Donations

First Nations sacred site attacked by vandals in Tubba-Gah country


A scarred tree significant to local Aboriginal people has been burned and its shelter destroyed.
Photo: Dubbo Daily Liberal

Dubbo Daily Liberal 23 March 23, 2014


Coral Peckham 1998
Photo: Michael Riley

A scarred tree significant to local Aboriginal people has been burned and its shelter destroyed.

A local Aboriginal site has been desecrated, the scarred tree at its centre burned, its shelter torn down.

Aboriginal Elder Coral Peckham said the attack was the latest in a long history of vandalism against Aboriginal sites in the region.

“This is Tubba-Gah country and we have an obligation to protect it on behalf of our ancestors,” Ms Peckham, a descendant of the Tubba-Gah and Wiradjuri peoples, said.

“When it’s not protected, the traditional people feel unwell.”

The markings on a scarred tree show how ancestors used its wood for tools, while carved trees act as headstones or markers of ceremonial sites.

Ms Peckham said she had seen the trees lacerated by chainsaws, hammered with nails, covered in paint, and burned.

“You feel unwell and sad when you see these things happening over and over and over again,” she said.

The recent desecration took place at a site close to the highway between Dubbo and Gilgandra, where the Aboriginal community had erected a wire and concrete shelter to protect the tree.

A Wiradjuri man who discovered the damage said the tree was “completely destroyed” by fire and the shelter ruined.

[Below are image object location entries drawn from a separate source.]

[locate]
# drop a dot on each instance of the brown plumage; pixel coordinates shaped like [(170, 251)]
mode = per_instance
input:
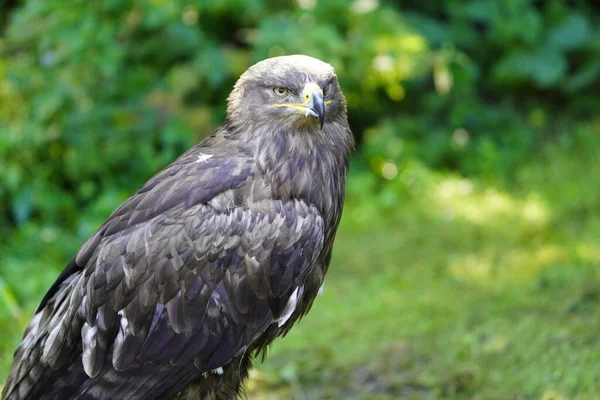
[(207, 263)]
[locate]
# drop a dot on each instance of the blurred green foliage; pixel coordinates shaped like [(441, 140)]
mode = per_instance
[(95, 97)]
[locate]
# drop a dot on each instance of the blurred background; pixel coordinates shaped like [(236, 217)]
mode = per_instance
[(467, 265)]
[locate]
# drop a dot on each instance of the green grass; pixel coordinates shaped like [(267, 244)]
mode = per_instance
[(462, 289), (440, 287)]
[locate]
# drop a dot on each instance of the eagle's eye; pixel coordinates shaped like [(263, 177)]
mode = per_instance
[(281, 92)]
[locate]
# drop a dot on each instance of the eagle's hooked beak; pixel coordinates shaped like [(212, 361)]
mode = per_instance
[(313, 104), (313, 99)]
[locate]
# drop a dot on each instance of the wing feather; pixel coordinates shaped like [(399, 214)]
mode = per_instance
[(171, 281)]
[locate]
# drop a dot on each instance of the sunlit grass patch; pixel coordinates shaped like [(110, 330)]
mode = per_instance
[(462, 289)]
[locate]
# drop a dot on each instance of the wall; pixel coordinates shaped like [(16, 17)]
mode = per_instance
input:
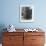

Harming or desecrating an Aboriginal object or site carries a maximum penalty of two years’ jail under the NSW National Parks and Wildlife Act.

Ms Peckham said after the Aboriginal community worked in the 1990s to erect signs around the special sites, many of these were then deliberately damaged.

Signs welcoming people to TubbaGah and Wiradjuri country on the way

to Wellington and Narromine, she said, had been shot through with bullets to the point of illegibility.

Ms Peckham said while Tubba-Gah and Wiradjuri country included hand stencils on rock walls and other significant pieces of Indigenous heritage, the elders would not disclose their whereabouts.

“We don’t want to do anything with that information because we’re too scared that someone will come up behind us and desecrate them.”

Dubbo City Council’s parks and landcare director, Murray Wood, said: “Any desecration of Aboriginal sites is disturbing and needs to be appropriately dealt with through the respective land holders and managers”.

Mr Wood said the two Aboriginal sites council helped to manage at Wiradjuri Park and Terramungamine Reserve had not seen significant vandalism.